A BYD anunciou oficialmente a data de inauguração da sua fábrica em Camaçari: 26 de junho. O comunicado foi feito pelo vice-presidente da empresa no Brasil, Alexandre Baldy, durante o lançamento do Song Plus, SUV de luxo da montadora, que ocorreu esta semana em São Paulo.
O empreendimento marca um passo importante da fabricante chinesa no país. Camaçari será sede do maior complexo industrial da BYD fora da Ásia, reforçando o protagonismo da Bahia na nova indústria automotiva.

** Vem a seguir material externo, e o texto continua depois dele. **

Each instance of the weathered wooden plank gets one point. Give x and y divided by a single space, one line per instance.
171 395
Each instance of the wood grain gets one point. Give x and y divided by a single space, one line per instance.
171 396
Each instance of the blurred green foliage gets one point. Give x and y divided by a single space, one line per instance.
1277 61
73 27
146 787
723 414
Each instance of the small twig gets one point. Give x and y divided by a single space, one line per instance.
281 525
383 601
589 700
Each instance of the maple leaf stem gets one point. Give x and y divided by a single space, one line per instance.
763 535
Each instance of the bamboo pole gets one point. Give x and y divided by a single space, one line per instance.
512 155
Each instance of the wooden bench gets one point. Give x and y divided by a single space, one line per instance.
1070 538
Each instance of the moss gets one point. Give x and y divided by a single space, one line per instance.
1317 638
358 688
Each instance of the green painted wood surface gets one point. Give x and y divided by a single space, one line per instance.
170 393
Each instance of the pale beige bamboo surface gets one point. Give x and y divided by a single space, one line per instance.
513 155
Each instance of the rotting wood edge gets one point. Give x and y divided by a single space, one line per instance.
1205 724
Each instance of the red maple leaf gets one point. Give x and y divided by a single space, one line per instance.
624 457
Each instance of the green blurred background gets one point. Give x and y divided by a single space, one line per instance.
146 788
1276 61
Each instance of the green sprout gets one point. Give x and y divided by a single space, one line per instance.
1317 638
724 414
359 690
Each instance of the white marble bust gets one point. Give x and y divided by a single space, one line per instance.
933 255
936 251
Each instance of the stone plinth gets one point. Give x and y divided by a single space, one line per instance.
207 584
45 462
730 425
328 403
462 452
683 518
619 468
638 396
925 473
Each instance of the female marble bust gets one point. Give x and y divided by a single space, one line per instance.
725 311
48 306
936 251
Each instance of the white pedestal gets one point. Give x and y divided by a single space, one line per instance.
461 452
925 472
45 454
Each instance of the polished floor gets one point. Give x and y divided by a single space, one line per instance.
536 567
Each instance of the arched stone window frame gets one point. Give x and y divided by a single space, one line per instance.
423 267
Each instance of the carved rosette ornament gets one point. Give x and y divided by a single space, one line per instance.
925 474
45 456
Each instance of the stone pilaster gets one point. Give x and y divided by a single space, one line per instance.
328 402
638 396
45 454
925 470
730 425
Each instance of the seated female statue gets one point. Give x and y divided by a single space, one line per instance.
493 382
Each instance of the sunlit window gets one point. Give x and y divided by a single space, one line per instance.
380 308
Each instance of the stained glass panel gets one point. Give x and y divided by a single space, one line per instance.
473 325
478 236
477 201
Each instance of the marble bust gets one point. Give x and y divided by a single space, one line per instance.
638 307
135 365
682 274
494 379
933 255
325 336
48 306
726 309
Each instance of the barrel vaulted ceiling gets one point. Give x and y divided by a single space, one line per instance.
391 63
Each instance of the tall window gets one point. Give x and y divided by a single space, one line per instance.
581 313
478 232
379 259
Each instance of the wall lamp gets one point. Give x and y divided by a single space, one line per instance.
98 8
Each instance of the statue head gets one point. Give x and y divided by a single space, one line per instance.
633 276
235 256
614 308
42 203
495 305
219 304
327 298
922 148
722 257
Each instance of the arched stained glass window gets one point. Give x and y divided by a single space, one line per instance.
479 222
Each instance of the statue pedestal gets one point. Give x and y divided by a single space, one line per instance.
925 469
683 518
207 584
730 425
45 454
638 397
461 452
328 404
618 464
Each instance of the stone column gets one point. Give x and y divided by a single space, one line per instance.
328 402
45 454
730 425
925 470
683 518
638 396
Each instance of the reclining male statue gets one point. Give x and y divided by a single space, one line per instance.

A marca, que já conta com 180 concessionárias no Brasil, projeta alcançar 272 até o fim do ano — uma expansão agressiva para disputar espaço em um mercado ainda em adaptação à mobilidade elétrica.
MPT mira a BYD
E por falar na BYD… O Ministério Público do Trabalho acionou a BYD na Justiça após encontrar 220 trabalhadores chineses em situação análoga à escravidão em Camaçari. Os trabalhadores entraram no país de forma irregular.
Viviam amontoados em alojamentos precários, sob vigilância armada, com passaportes retidos, jornadas exaustivas e contratos recheados de cláusulas ilegais.
Para completar, havia risco grave de acidentes por descaso com normas de segurança.
O MPT pede R$257 milhões por danos morais coletivos da BYD e das empreiteiras envolvidas.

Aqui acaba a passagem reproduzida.